I got to ride yesterday. If you can call it that. I tacked up and got on and walked around. With PJ missing a shoe and the thin layer of ice covering snow over unsure footing, there was nothing else to do. But I wasn’t going to let the opportunity of a warm day go to waste. I decided to concentrate on keeping even contact in both reins. That was not an easy task because PJ was looking around a lot. One minute he would be nicely bent to the inside and the next he was swinging his head to the outside to look at a horse in the adjacent field. He also raised and lowered his head a lot to help himself power through the snow drifts.
It’s important to keep an even feeling on the reins to teach the horse that contact is a good thing. When riding under regular circumstances, we practice a lot of stretchy circles both at the walk and trot (and I should probably do it at the canter too). When letting the horse out, he should follow how much you let out the reins. Start with opening your pinky. You should feel a very brief change of contact as your horse adjusts and then he should feel just like he did when you had him more up. Let the reins slip out your fingers another inch and the same thing should happen. Then let them slip a little more until he’s in a nice long and low frame. He shouldn’t try to grab the reins. If he does that, send him forward back into the contact you have and try again. If he stays in the contact, he won’t fall on his forehand.
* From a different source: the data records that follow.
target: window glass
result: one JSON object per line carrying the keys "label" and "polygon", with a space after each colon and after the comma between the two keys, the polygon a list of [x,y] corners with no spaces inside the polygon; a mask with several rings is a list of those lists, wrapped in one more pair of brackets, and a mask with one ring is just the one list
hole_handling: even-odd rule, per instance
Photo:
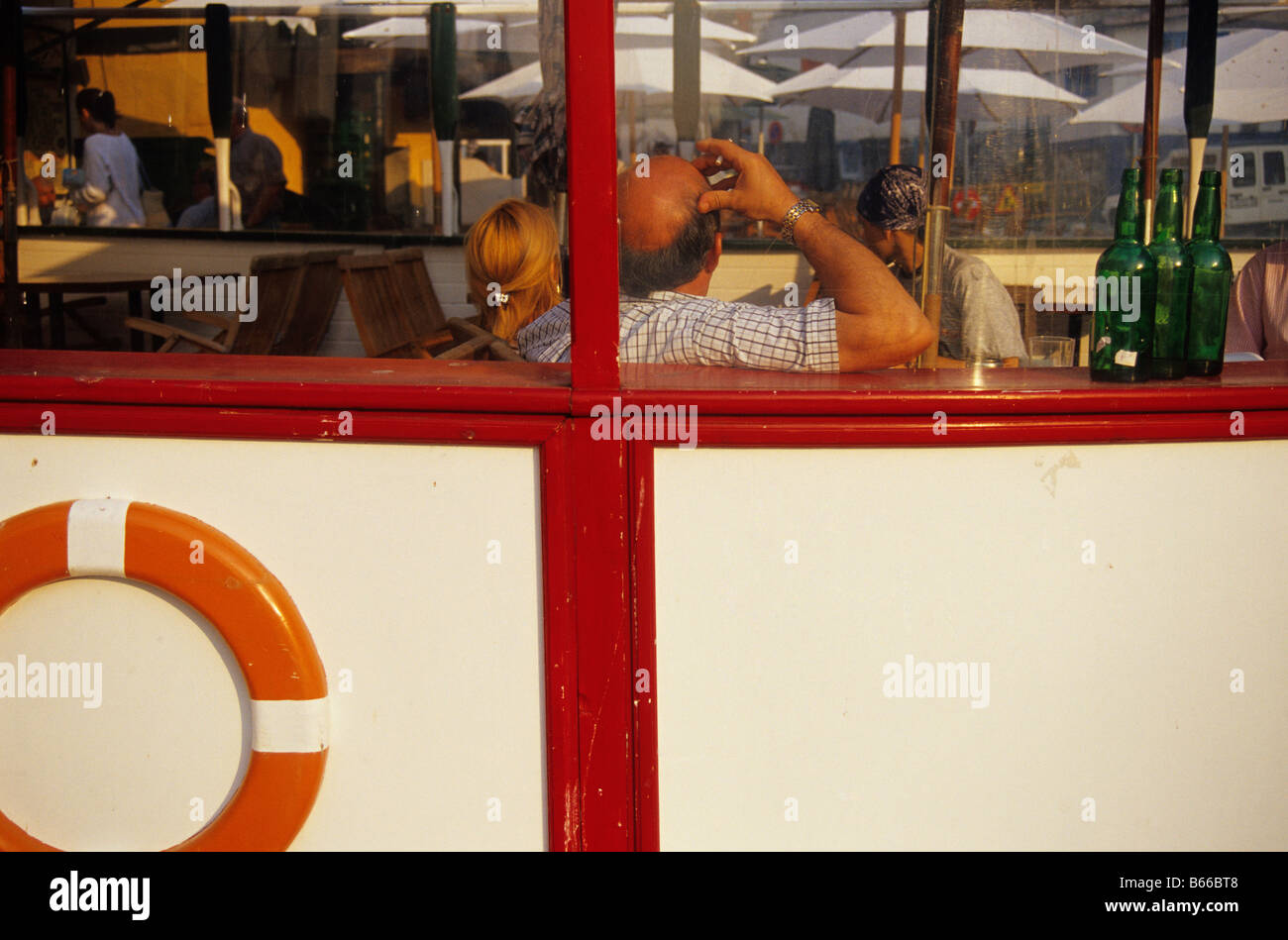
{"label": "window glass", "polygon": [[1236,189],[1257,184],[1257,155],[1252,151],[1235,151],[1230,162],[1230,184]]}
{"label": "window glass", "polygon": [[[103,13],[100,0],[76,4]],[[71,282],[89,274],[122,283],[126,276],[169,277],[175,268],[249,277],[265,255],[420,245],[437,304],[424,300],[426,278],[408,273],[401,290],[416,297],[410,322],[392,324],[397,315],[388,313],[389,322],[363,323],[350,303],[362,287],[346,283],[336,288],[335,321],[316,327],[323,335],[309,354],[419,355],[461,341],[446,332],[459,326],[448,319],[480,314],[484,326],[513,340],[520,321],[545,312],[564,286],[563,4],[408,4],[401,14],[397,4],[323,3],[299,15],[260,15],[263,5],[229,4],[229,91],[215,106],[231,115],[220,131],[229,149],[227,234],[216,198],[220,117],[211,113],[207,88],[220,44],[204,4],[173,0],[144,10],[121,0],[98,21],[24,12],[24,277],[62,273],[71,292]],[[274,5],[274,14],[282,12]],[[515,223],[520,237],[501,238],[500,247],[493,240],[493,269],[471,277],[461,240],[505,200],[524,201],[536,215]],[[541,228],[540,238],[528,225]],[[52,228],[73,229],[93,247],[43,237]],[[200,247],[201,240],[210,247]],[[546,259],[540,276],[496,258],[536,242]],[[307,286],[316,283],[309,273]],[[263,290],[269,279],[260,277]],[[156,314],[214,337],[215,346],[234,337],[218,324],[187,322],[185,313],[209,312],[204,301],[171,309],[189,301],[148,290],[131,296],[129,308],[124,287],[103,290],[106,305],[59,317],[67,335],[63,327],[53,335],[46,315],[39,337],[36,323],[27,324],[24,345],[130,349],[140,337],[143,348],[167,339],[126,328],[130,313]],[[291,294],[272,296],[277,305]],[[246,336],[267,327],[243,324],[233,352],[281,352],[287,326],[283,319],[249,345]],[[426,336],[437,345],[426,345]],[[183,340],[174,348],[196,346]]]}
{"label": "window glass", "polygon": [[1266,167],[1266,185],[1283,185],[1284,184],[1284,152],[1283,151],[1266,151],[1265,155],[1265,167]]}
{"label": "window glass", "polygon": [[[958,273],[974,270],[976,261],[992,277],[987,303],[962,297],[951,303],[944,295],[939,357],[949,364],[967,359],[1023,364],[1050,358],[1030,355],[1034,337],[1068,336],[1075,341],[1074,362],[1086,366],[1092,300],[1077,285],[1094,276],[1096,259],[1113,238],[1122,171],[1141,158],[1150,5],[1027,0],[967,5],[952,155],[931,152],[925,117],[927,45],[933,48],[925,5],[894,6],[882,10],[844,0],[676,3],[672,24],[653,30],[620,15],[621,165],[635,167],[658,155],[689,156],[693,140],[706,136],[729,139],[764,155],[796,197],[813,200],[842,229],[869,243],[859,197],[882,167],[912,165],[923,180],[951,170],[952,258],[945,260],[945,278],[965,283],[951,267]],[[685,15],[690,19],[677,28],[674,23]],[[1278,46],[1258,45],[1238,18],[1224,9],[1221,15],[1222,80],[1231,80],[1230,70],[1279,75]],[[1184,5],[1170,6],[1157,171],[1182,167],[1189,174],[1182,107],[1186,27]],[[641,79],[659,32],[671,33],[679,90],[668,84],[672,61],[656,71],[654,85]],[[896,73],[902,97],[894,91]],[[1265,77],[1258,80],[1266,84]],[[1288,88],[1265,89],[1270,100],[1285,94]],[[1242,120],[1242,108],[1230,113],[1217,108],[1204,165],[1221,162],[1221,134],[1227,129],[1235,135],[1230,152],[1244,155],[1242,175],[1229,171],[1229,180],[1233,187],[1256,187],[1252,157],[1261,148],[1249,147],[1282,143],[1283,129],[1279,121]],[[1157,175],[1153,183],[1157,189]],[[1267,219],[1231,200],[1226,221],[1235,232],[1251,234],[1251,225],[1262,238],[1283,237],[1288,214],[1275,211],[1283,218]],[[788,306],[814,296],[822,287],[817,270],[782,238],[782,221],[721,214],[723,255],[710,281],[711,296]],[[920,296],[923,273],[920,255],[913,258],[920,250],[885,246],[877,252],[913,296]],[[1039,290],[1050,292],[1039,297]],[[981,319],[966,313],[971,306],[992,313]],[[623,358],[629,355],[623,352]]]}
To bring the horse back into a shortened frame, half-halt first to shorten his body, which will automatically shorten his neck to closer to where you started. Then fairly quickly pick back up your reins by reaching across. If you try to inch up your reins, it takes too long and you’ve lost the benefit of the half-halt.
People are afraid to let their horses out on a long rein for the stretchy circle because they are afraid they are going to loose control. But if you do it correctly, the horse remains in contact the entire time, so you maintain the control. Also, allowing the horse to stretch his neck is a reward for him.
If you normally have trouble keeping a nice, even contact, try riding with your hands wide. Keep your elbows at your sides and hinge your lower arms away from your body like wings. Once he’s even with the wide contact, you should be able to bring your hands back to neutral (on either side of the withers) and maintain the feeling because the horse wants that feeling. This is how many young horses are started.
For my ride yesterday, no matter where PJ positioned his head, I moved my hands to follow. Sometimes that meant moving one of my hands several inches away from neutral. However, I made sure not to allow my hands to cross the withers, which is always incorrect. The goal was for PJ to consistently feel the same pressure from my hands so that he would seek that pressure when I had my hands correct, thereby discouraging him from wanting to swing his head around. I only rode for 15 or 20 minutes but at the end he had a lot of foam around his mouth and was paying a lot more attention.